I am a user of AnyBody version 7.3 and am currently working on a squat activity using the marker-based full-body motion capture model (AMMR 2.3.1 MoCapModel). I have encountered an issue where the Tibialis Anterior muscle activity is almost zero (e^-13) during the activity.
I have also tested the squat example provided in the AMMR, and the Tibialis Anterior muscle activity remains almost zero there as well.
Could you please provide some advice or suggestions on how to address this problem? If you need additional information or if my question needs further clarification, please let me know.
Normally, the tibialis anterior is not a primary muscle involved in squats. It's role is more of a stabilizer. Unfortunately, the stabilizing effect can't really be captured so well in the muscle recruitment formulation.
One scenario in which the tibialis anterior will be activated in the model is if you simulate a deep squat and your weight tends to be more on the posterior side. I think the mocap squat model in the AMMR doesn't do a deep squat. You can instead see the synthetic squat model to simulate a deeper squat motion. Then you would see activation of the tibialis anterior.
Dear Dave,
Thank you very much for your feedback. I appreciate your insights and suggestions.
I have adjusted the maximum knee angle from 100 to 140 degrees, which has resulted in activation of the Tibialis Anterior muscle. However, the activation periods and activation graphs from the simulation still do not align with the experimental results.
Additionally, I have analyzed deep squats using a marker-based full-body motion capture model (AMMR 2.3.1 MoCapModel) with data from 10 subjects (averaged maximum knee angle of 137 degrees). Despite this, the Tibialis Anterior muscle activity remains almost zero.

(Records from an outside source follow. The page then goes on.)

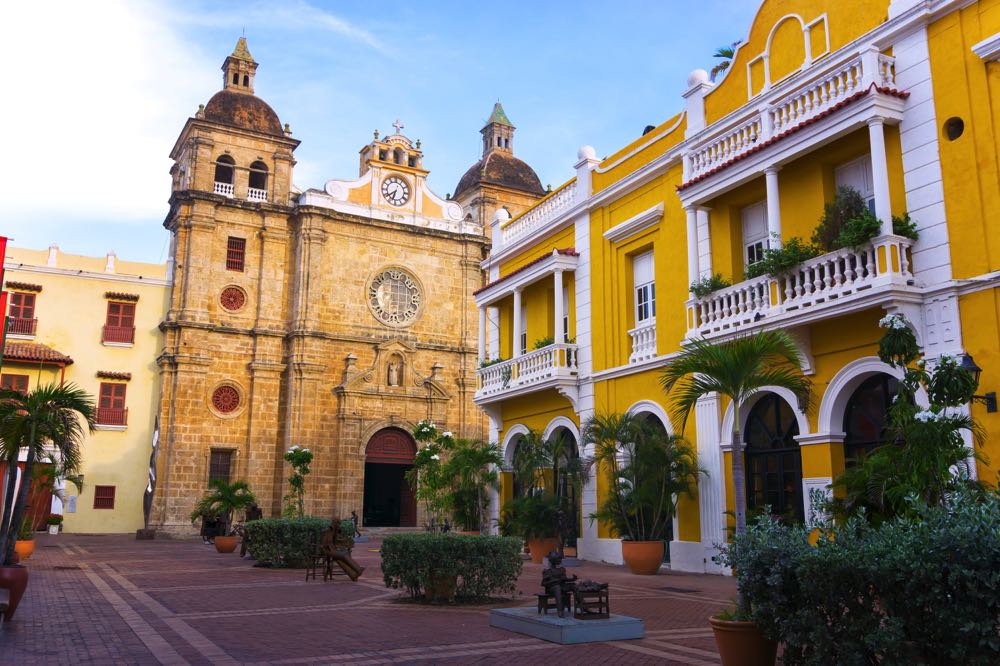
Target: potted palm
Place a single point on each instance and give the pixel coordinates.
(648, 469)
(737, 369)
(223, 500)
(53, 417)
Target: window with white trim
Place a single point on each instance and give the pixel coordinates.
(754, 233)
(645, 288)
(857, 174)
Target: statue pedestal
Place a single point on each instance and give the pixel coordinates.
(566, 630)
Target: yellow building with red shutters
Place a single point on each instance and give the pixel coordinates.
(589, 290)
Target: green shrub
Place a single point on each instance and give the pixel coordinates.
(780, 260)
(283, 542)
(706, 285)
(484, 565)
(908, 591)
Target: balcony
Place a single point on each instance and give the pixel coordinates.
(112, 416)
(225, 189)
(21, 326)
(553, 366)
(643, 342)
(120, 335)
(829, 285)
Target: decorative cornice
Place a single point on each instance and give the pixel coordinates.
(635, 224)
(23, 286)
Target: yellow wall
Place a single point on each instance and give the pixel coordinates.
(71, 310)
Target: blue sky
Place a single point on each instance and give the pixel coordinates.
(103, 89)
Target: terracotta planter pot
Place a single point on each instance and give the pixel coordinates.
(24, 548)
(742, 644)
(441, 588)
(539, 548)
(13, 578)
(643, 557)
(225, 544)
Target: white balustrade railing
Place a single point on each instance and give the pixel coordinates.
(536, 218)
(551, 362)
(814, 284)
(643, 342)
(816, 90)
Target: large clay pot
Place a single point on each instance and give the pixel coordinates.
(539, 548)
(742, 644)
(13, 578)
(24, 548)
(643, 557)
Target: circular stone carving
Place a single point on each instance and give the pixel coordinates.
(233, 298)
(395, 296)
(226, 399)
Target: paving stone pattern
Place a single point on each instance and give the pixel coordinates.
(114, 600)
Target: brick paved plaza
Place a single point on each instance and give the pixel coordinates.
(111, 599)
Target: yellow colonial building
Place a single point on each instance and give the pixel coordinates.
(590, 290)
(93, 322)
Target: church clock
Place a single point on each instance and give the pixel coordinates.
(395, 190)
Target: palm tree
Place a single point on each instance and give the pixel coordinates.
(726, 53)
(223, 501)
(52, 418)
(737, 369)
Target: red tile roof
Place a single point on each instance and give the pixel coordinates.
(805, 123)
(568, 252)
(33, 352)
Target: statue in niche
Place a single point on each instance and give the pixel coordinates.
(394, 372)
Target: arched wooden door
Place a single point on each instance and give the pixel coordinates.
(388, 500)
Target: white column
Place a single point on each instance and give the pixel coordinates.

Is it possible to simulate the model using experimental EMG data and marker data as input?Any guidance or recommendations you can provide on how to integrate EMG data into the simulation would be greatly appreciated.
You could try playing around with different muscle recruitment, but it most likely won't solve the issue. I believe you would have tried that already.

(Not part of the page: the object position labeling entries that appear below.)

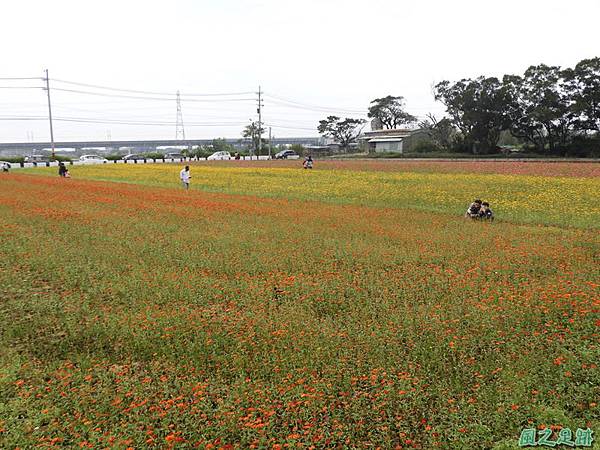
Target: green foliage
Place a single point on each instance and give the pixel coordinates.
(13, 159)
(478, 108)
(343, 131)
(548, 107)
(298, 148)
(62, 158)
(389, 111)
(221, 145)
(154, 155)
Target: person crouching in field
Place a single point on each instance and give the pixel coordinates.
(486, 213)
(473, 210)
(185, 176)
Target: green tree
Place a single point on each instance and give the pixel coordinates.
(583, 85)
(477, 108)
(442, 132)
(539, 108)
(342, 131)
(389, 111)
(221, 145)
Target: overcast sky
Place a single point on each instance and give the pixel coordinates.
(311, 57)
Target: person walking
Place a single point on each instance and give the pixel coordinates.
(185, 176)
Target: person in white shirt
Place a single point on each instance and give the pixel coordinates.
(185, 176)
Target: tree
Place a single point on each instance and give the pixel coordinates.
(442, 131)
(253, 132)
(477, 108)
(583, 85)
(221, 145)
(344, 132)
(389, 111)
(539, 107)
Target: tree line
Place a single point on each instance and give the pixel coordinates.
(547, 109)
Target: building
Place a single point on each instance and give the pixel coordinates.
(401, 140)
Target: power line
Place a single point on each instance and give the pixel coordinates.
(119, 122)
(315, 107)
(150, 92)
(179, 130)
(100, 94)
(21, 78)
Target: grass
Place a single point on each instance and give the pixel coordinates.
(564, 201)
(325, 313)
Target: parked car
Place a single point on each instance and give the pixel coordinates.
(173, 156)
(287, 154)
(132, 156)
(92, 159)
(219, 156)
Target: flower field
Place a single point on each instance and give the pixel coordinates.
(271, 307)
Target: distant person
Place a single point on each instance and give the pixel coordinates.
(473, 210)
(185, 176)
(486, 212)
(308, 162)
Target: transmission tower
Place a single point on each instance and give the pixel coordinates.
(179, 130)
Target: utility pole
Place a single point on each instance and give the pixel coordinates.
(270, 142)
(179, 130)
(50, 112)
(259, 110)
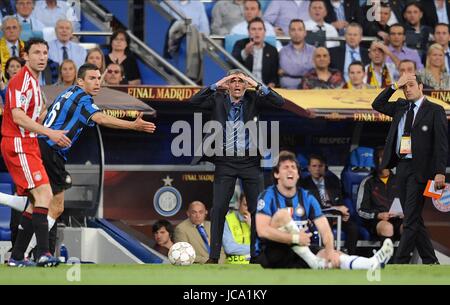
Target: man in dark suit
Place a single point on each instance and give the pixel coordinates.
(343, 56)
(259, 57)
(327, 190)
(341, 13)
(417, 145)
(430, 11)
(235, 156)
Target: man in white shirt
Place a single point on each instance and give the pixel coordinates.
(62, 48)
(317, 12)
(24, 9)
(50, 11)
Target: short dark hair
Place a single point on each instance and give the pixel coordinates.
(259, 4)
(399, 25)
(356, 63)
(32, 41)
(163, 223)
(297, 20)
(319, 157)
(284, 155)
(256, 19)
(117, 33)
(86, 67)
(441, 24)
(408, 60)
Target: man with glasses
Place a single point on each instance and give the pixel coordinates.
(232, 105)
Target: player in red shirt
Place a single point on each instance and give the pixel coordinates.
(20, 149)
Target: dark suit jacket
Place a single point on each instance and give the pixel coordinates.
(429, 15)
(270, 60)
(428, 135)
(352, 11)
(332, 186)
(218, 102)
(337, 56)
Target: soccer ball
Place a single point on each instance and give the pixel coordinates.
(181, 254)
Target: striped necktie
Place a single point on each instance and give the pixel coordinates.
(232, 135)
(202, 232)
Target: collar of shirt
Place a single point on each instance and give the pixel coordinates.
(10, 44)
(337, 4)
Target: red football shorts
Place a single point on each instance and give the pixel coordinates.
(23, 160)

You can use the experimental EMG as an input. You can use the class AnyMuscleActivityBound to create upper and lower bounds on the muscle. You can feed in the EMG data through an interpolation function and add some offset to create an upper and lower bound on the same muscle.
Hi Dave,
I’m grateful for your time and assistance with this.

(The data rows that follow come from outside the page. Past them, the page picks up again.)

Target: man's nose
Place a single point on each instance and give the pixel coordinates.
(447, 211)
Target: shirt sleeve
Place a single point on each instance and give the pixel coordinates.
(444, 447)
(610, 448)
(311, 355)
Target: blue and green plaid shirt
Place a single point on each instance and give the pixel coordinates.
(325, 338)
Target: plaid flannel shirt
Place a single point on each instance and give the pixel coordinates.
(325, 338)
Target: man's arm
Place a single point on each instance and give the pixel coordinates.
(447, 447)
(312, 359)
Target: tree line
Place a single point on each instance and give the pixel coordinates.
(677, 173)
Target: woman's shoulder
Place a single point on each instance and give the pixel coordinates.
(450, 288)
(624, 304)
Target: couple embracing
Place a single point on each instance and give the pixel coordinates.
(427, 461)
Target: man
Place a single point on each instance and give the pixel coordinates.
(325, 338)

I had already explored different muscle recruitment strategies, but as expected, they did not resolve the issue. Following your recommendation, I used the AnyMuscleActivityBound class with my experimental EMG data. However, it resulted in constant activation of the Tibialis Anterior muscle throughout the activity, which was unexpected. To address this, I used the AnyMuscleActivityConstraint class based on my experimental results. My first implementation was as follows:
AnyMuscleActivityConstraint TA1 = {
AnyMuscle &TA1 = Main.HumanModel.BodyModel.Right.Leg.Mus.TibialisAnterior1;
Coef = {{1.0}};
AnyFunPolynomial fun_mus_act = {
PolyCoef = {{0, 0.0197, -0.0002}}; // Obtained from experimental EMG
};
Const = fun_mus_act((100/nStep)*iStep); // Cycle 0 to 100
CType = NonNegative;
};
Unfortunately, this did not influence the Tibialis Anterior activation. I also experimented with another approach using the following logic:
AnyMuscleActivityConstraint TA1 = {
AnyMuscle &TA1 = Main.HumanModel.BodyModel.Right.Leg.Mus.TibialisAnterior1;
Coef = {{-1.0}};
Const = {iffun(orfun(ltfun(t,15.0),gteqfun(t,16.5)),0.0,0.6)};
CType = NonNegative;
};
Even with this constraint,the Tibialis Anterior activation remained unchanged. I tried several other functions using a trial-and-error method, and while some values did affect muscle activation, the results lacked a clear logic or pattern.
Am I potentially missing something in the implementation, or is there a specific approach I should follow to achieve the desired results?